How do I Turn Text to Speech with OpenAI

How do I Turn Text to Speech with OpenAI.

OpenAI has lately launched the Audio API that features a textual content to speech function known as speech, primarily based on their TTS (text-to-speech) know-how. This function affords six built-in voices named Alloy, Echo, Fable, Onyx, Nova, and Shimmer.

OpenAI Text to Speech

These voices might be extremely helpful for duties reminiscent of narrating weblog posts, creating spoken audio in numerous languages, including voiceovers to video tutorials, or delivering real-time spoken suggestions. In my expertise, the output is impressively natural-sounding. If you aren’t using any text-to-speech instruments, then this providing by OpenAI is one thing you need to take into account making an attempt.

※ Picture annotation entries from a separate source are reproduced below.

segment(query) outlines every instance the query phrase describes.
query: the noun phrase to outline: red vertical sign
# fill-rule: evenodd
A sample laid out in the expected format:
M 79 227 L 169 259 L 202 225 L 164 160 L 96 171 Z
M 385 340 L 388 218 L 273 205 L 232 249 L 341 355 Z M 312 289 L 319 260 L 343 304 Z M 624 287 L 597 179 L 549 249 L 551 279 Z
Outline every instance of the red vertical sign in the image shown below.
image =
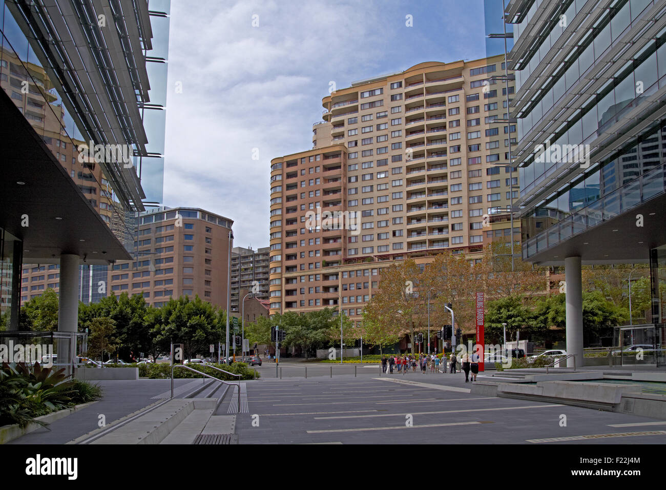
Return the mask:
M 476 293 L 476 343 L 479 345 L 479 371 L 484 371 L 483 293 Z

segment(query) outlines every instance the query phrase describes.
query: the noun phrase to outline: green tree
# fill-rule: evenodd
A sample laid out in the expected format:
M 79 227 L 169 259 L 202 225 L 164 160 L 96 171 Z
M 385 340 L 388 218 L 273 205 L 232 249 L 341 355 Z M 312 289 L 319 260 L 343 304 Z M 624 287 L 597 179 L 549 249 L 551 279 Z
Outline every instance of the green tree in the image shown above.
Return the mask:
M 19 330 L 54 332 L 58 329 L 58 293 L 50 287 L 21 309 Z
M 90 320 L 87 327 L 89 330 L 87 355 L 99 357 L 103 362 L 104 353 L 114 353 L 121 345 L 116 336 L 116 323 L 110 318 L 103 317 Z

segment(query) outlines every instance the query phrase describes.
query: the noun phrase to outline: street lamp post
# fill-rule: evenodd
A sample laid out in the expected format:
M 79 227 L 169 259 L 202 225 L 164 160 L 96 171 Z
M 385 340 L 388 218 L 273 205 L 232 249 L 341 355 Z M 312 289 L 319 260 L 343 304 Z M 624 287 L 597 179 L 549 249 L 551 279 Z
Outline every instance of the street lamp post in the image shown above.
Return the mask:
M 231 248 L 234 243 L 234 233 L 229 230 L 229 256 L 226 263 L 226 343 L 224 346 L 226 363 L 229 364 L 229 301 L 231 298 Z
M 435 288 L 428 290 L 428 353 L 430 353 L 430 291 Z
M 453 347 L 456 345 L 456 317 L 454 315 L 454 310 L 452 306 L 450 303 L 448 305 L 444 305 L 444 307 L 451 312 L 451 347 L 453 350 L 455 350 Z
M 241 310 L 240 310 L 241 311 L 241 313 L 240 313 L 240 315 L 241 315 L 240 316 L 241 323 L 240 323 L 240 325 L 241 325 L 241 328 L 242 328 L 241 335 L 242 336 L 241 337 L 242 339 L 242 340 L 241 341 L 240 350 L 242 351 L 242 356 L 243 356 L 243 362 L 244 363 L 245 362 L 245 298 L 246 298 L 248 296 L 249 296 L 251 294 L 252 294 L 252 293 L 248 293 L 246 295 L 245 295 L 243 297 L 243 302 L 242 302 L 242 305 L 241 306 Z M 256 353 L 255 353 L 255 354 Z
M 635 269 L 632 269 L 629 273 L 629 324 L 633 325 L 631 318 L 631 275 L 636 271 Z

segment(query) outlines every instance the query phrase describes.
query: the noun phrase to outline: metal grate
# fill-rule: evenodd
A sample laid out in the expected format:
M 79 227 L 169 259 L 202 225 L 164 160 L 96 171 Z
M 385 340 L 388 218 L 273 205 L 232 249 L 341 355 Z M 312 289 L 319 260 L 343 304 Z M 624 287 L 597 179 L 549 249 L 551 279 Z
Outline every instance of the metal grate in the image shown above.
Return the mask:
M 194 444 L 238 444 L 237 434 L 200 434 Z

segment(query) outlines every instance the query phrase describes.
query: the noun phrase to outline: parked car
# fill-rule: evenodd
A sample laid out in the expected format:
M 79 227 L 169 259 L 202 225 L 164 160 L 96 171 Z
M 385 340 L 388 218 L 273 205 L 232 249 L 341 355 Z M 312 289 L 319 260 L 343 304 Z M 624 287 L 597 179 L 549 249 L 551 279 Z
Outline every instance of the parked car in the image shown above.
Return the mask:
M 97 361 L 93 361 L 89 357 L 77 357 L 77 363 L 79 364 L 86 364 L 89 366 L 94 366 L 95 367 L 101 367 L 102 365 L 100 364 Z
M 182 363 L 183 364 L 199 364 L 199 365 L 208 364 L 208 363 L 206 362 L 202 359 L 185 359 L 184 361 L 182 361 Z
M 633 354 L 637 351 L 642 349 L 643 352 L 651 352 L 655 350 L 655 346 L 652 344 L 633 344 L 633 345 L 629 345 L 624 348 L 622 351 L 613 351 L 611 354 L 613 355 L 629 355 Z
M 126 363 L 121 359 L 119 359 L 117 361 L 115 359 L 109 359 L 109 361 L 105 362 L 105 364 L 129 364 L 129 363 Z
M 531 355 L 527 357 L 528 363 L 533 363 L 537 357 L 559 357 L 565 356 L 567 351 L 562 349 L 552 349 L 549 351 L 544 351 L 537 355 Z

In this text, we’ll discover how to arrange OpenAI’s TTS and create your first text-to-speech utility. For this demonstration, we will likely be using the next setup:

  • Operating System – macOS
  • Application – Terminal
  • Programming Language – cURL

This information can also be relevant to Windows customers. Where needed, I’ll point out any instruments and instructions that differ from these used on macOS.

Step 1 – Set Up cURL

Many working programs include cURL pre-installed. If not, we are going to first set up Homebrew, a package deal supervisor for macOS, which we are going to then use to put in cURL.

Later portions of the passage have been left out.